A à peine plus de 15 jours du scrutin, le suspens reste entier. Alors que le oui et le non au Brexit (contraction de British Exit) sont à égalité, selon les derniers sondages, chaque camp tachera, ce mardi soir, de faire basculer la tendance en sa faveur lors du référendum du 23 juin, sur le maintien du Royaume-Uni dans l'Union européenne. 

Le Premier ministre David Cameron, partisan du maintien dans l'UE, et le chef du parti europhobe Ukip, Nigel Farage, favorable à une sortie de l'UE, s'affronteront lors d'un débat télévisé diffusé sur la chaîne ITV à 22 heures françaises, et qui intervient alors que les inscriptions sur les listes électorales seront closes à minuit.

Double mission pour Cameron 

Toutefois, les deux hommes, bien que farouchement opposés sur la question, ne se lanceront pas dans un face-à-face direct, mais répondront séparément aux questions du public.

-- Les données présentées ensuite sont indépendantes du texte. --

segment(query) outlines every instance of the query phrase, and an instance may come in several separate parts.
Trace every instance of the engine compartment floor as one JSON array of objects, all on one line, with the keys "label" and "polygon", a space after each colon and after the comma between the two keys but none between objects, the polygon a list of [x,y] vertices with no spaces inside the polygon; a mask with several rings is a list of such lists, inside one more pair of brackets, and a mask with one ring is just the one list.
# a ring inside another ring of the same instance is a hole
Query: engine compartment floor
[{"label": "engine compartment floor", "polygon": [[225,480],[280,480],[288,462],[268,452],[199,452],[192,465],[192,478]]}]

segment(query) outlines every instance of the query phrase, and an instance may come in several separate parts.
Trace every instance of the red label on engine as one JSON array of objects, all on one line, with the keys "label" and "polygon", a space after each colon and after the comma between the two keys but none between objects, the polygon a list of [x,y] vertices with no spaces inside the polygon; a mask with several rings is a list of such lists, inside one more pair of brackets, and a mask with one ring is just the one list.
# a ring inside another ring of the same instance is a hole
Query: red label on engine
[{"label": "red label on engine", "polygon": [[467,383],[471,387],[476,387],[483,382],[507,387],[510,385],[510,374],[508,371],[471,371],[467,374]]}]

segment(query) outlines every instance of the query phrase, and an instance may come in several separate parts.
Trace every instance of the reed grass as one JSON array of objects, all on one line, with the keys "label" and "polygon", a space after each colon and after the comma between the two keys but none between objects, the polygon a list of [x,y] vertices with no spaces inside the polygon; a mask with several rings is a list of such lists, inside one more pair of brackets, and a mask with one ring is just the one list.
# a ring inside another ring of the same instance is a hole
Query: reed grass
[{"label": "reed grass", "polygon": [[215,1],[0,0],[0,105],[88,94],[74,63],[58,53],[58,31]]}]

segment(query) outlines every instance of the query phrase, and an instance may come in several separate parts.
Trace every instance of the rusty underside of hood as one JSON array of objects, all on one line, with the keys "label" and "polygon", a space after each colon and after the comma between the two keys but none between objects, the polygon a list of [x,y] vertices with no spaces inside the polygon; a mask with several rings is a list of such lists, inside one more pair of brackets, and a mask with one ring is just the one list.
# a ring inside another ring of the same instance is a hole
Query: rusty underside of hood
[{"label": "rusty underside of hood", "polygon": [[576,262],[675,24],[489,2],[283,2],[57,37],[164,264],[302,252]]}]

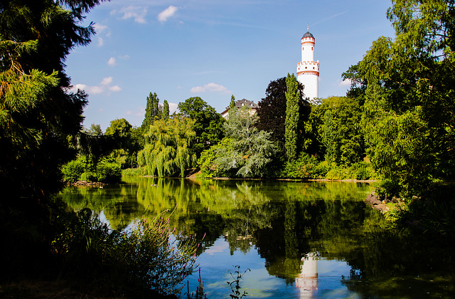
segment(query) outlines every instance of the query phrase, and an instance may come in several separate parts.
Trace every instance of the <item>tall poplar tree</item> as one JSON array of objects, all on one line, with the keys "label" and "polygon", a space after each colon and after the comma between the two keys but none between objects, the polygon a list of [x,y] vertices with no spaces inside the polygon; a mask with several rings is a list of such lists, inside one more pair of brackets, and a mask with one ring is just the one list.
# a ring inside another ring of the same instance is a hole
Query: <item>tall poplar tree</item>
[{"label": "tall poplar tree", "polygon": [[299,93],[297,79],[292,74],[286,78],[286,132],[284,133],[286,152],[288,161],[297,157],[297,126],[299,124]]},{"label": "tall poplar tree", "polygon": [[147,97],[147,104],[145,107],[145,116],[141,125],[142,132],[148,132],[150,125],[154,122],[154,120],[156,118],[161,118],[161,113],[159,111],[159,98],[156,95],[156,93],[149,94]]},{"label": "tall poplar tree", "polygon": [[345,76],[364,93],[367,153],[387,192],[409,198],[455,178],[455,3],[392,4],[395,38],[375,41]]}]

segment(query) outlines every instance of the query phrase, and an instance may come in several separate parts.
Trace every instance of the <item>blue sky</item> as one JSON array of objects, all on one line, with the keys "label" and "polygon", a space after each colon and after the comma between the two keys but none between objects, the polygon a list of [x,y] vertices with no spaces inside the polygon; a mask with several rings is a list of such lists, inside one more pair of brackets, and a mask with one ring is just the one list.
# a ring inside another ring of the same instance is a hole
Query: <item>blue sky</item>
[{"label": "blue sky", "polygon": [[393,36],[389,0],[112,0],[87,15],[97,34],[68,56],[89,94],[85,126],[124,117],[140,126],[146,97],[171,111],[199,96],[221,112],[231,95],[257,103],[270,81],[295,73],[300,39],[316,38],[319,97],[345,95],[341,73],[380,36]]}]

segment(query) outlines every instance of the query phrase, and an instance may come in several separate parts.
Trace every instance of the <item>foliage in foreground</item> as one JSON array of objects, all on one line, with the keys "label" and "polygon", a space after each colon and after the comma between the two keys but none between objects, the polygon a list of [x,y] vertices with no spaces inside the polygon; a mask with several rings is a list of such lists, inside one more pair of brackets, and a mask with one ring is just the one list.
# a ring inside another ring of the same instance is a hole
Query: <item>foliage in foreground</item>
[{"label": "foliage in foreground", "polygon": [[387,193],[409,199],[455,177],[455,6],[392,3],[395,38],[380,37],[343,75],[365,100],[367,153],[387,179]]},{"label": "foliage in foreground", "polygon": [[129,231],[110,231],[88,209],[68,220],[53,248],[76,277],[170,295],[178,294],[194,272],[197,246],[191,239],[171,240],[169,219],[163,215],[142,218]]}]

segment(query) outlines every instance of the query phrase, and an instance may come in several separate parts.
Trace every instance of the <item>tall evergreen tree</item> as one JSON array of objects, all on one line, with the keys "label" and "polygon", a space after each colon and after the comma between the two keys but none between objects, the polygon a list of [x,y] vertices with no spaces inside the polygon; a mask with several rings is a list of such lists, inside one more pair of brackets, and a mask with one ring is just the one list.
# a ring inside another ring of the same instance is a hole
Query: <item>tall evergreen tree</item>
[{"label": "tall evergreen tree", "polygon": [[191,148],[198,157],[203,150],[218,144],[223,137],[224,119],[214,107],[199,97],[186,99],[178,103],[180,112],[195,120],[193,130],[196,133]]},{"label": "tall evergreen tree", "polygon": [[[271,140],[278,143],[282,154],[286,154],[284,147],[286,132],[286,77],[271,81],[265,90],[265,98],[258,103],[257,127],[259,130],[272,132]],[[310,113],[309,103],[304,99],[304,86],[298,82],[299,124],[297,131],[304,135],[304,121]],[[299,147],[299,146],[298,146]]]},{"label": "tall evergreen tree", "polygon": [[167,120],[169,118],[169,103],[167,100],[164,100],[163,102],[163,114],[161,115],[161,119]]},{"label": "tall evergreen tree", "polygon": [[393,0],[395,38],[382,36],[347,75],[366,84],[367,152],[387,192],[424,194],[455,177],[455,4]]},{"label": "tall evergreen tree", "polygon": [[299,98],[297,88],[299,83],[296,76],[287,74],[286,78],[286,152],[288,161],[294,161],[297,157],[297,126],[299,124]]},{"label": "tall evergreen tree", "polygon": [[156,93],[149,94],[147,97],[147,104],[145,107],[145,116],[141,125],[142,132],[148,132],[150,125],[157,118],[161,117],[159,110],[159,98],[156,95]]},{"label": "tall evergreen tree", "polygon": [[[87,95],[70,91],[65,60],[85,46],[83,14],[102,0],[0,3],[0,182],[2,199],[45,198],[70,159],[67,136],[81,129]],[[21,204],[22,206],[26,205]]]}]

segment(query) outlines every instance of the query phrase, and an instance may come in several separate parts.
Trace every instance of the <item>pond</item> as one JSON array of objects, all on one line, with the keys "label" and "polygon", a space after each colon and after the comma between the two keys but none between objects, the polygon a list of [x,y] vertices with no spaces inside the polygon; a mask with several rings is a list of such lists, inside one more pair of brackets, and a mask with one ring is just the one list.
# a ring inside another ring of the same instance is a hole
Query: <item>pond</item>
[{"label": "pond", "polygon": [[[230,298],[227,283],[236,266],[246,271],[240,283],[246,298],[455,296],[455,247],[387,229],[363,201],[370,184],[124,180],[102,189],[68,187],[62,196],[112,229],[168,213],[177,231],[200,240],[197,261],[208,298]],[[187,278],[191,291],[198,278]]]}]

Bien qu'il avait exclu de participer à un débat proprement dit face à l'un des champions du camp du Brexit, issus pour la plupart de son propre parti, David Cameron s'est fixé deux missions. Premièrement, il veut convaincre les réfractaires et retardataires de s'enregistrer sur les listes électorales, alors qu'une faible participation pourrait favoriser le camp du Brexit, qui est plus mobilisé. Ensuite, il veut persuader les quelque 10% d'indécis de se prononcer en faveur d'un maintien du Royaume-Uni dans l'Union européenne, à l'heure où les sondages restent très serrés.

51% partout

Lundi, selon une moyenne des six derniers sondages établie par le site WhatUKThinks, le camp du Brexit l'emportait avec 51% des voix, une première en près d'un mois, faisant chuter la livre à son plus bas niveau en trois semaines et demie. Mais mardi, cette même moyenne donnait à nouveau le camp du maintien en tête, à 51% également.

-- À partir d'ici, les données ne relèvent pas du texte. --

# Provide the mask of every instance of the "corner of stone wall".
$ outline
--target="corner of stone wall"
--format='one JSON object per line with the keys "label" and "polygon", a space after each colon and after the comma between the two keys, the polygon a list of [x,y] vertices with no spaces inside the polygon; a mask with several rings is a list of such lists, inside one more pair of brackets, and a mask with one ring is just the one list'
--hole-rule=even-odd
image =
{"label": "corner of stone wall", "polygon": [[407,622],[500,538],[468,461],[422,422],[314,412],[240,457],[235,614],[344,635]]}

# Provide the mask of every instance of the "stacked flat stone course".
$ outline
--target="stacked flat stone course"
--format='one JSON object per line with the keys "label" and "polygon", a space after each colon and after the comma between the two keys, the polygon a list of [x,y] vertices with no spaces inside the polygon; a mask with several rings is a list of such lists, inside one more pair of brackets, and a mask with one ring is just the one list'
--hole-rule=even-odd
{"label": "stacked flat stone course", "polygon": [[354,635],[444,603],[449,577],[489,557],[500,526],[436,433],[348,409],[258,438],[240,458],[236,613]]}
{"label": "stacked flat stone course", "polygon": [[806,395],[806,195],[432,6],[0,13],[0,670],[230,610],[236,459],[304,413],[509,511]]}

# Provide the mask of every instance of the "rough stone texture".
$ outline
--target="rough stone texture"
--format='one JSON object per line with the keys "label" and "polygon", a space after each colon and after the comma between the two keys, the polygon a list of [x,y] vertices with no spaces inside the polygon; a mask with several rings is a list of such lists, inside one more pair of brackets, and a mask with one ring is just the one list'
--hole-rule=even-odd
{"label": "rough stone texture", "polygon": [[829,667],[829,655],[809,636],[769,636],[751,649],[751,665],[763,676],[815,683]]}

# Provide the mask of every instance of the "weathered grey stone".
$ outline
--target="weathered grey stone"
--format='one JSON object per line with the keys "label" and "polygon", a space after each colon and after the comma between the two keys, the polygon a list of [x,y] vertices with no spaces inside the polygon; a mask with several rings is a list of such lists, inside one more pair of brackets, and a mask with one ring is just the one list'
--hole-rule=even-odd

Les mises en garde contre une sortie du Royaume-Uni du bloc des 28, émanant tant de chefs d'Etat que d'institutions économiques internationales, se sont multipliées ces dernières semaines. Mardi, le directeur général de l'Organisation mondiale du commerce (OMC) Roberto Azevedo a ainsi prévenu que le Royaume-Uni devrait s'acquitter de 5,6 milliards de livres (7,2 milliards d'euros) de droits de douane supplémentaires par an en cas de Brexit.

Accélération des inscriptions

Les inscriptions, pour la plupart réalisées en ligne, se sont accélérées ces derniers jours, particulièrement chez les jeunes. Vendredi dernier, Facebook a lancé une campagne pour inciter ses quelques 30 millions d'utilisateurs britanniques à s'enregistrer sur les listes électorales.

Résultat: les inscriptions sont passées de 73.200 dans la journée de jeudi à 192.000 vendredi. Lundi, 226.000 inscriptions ont été recensées (contre 34.500 le lundi précédent), dont 148.200 chez les moins de 34 ans.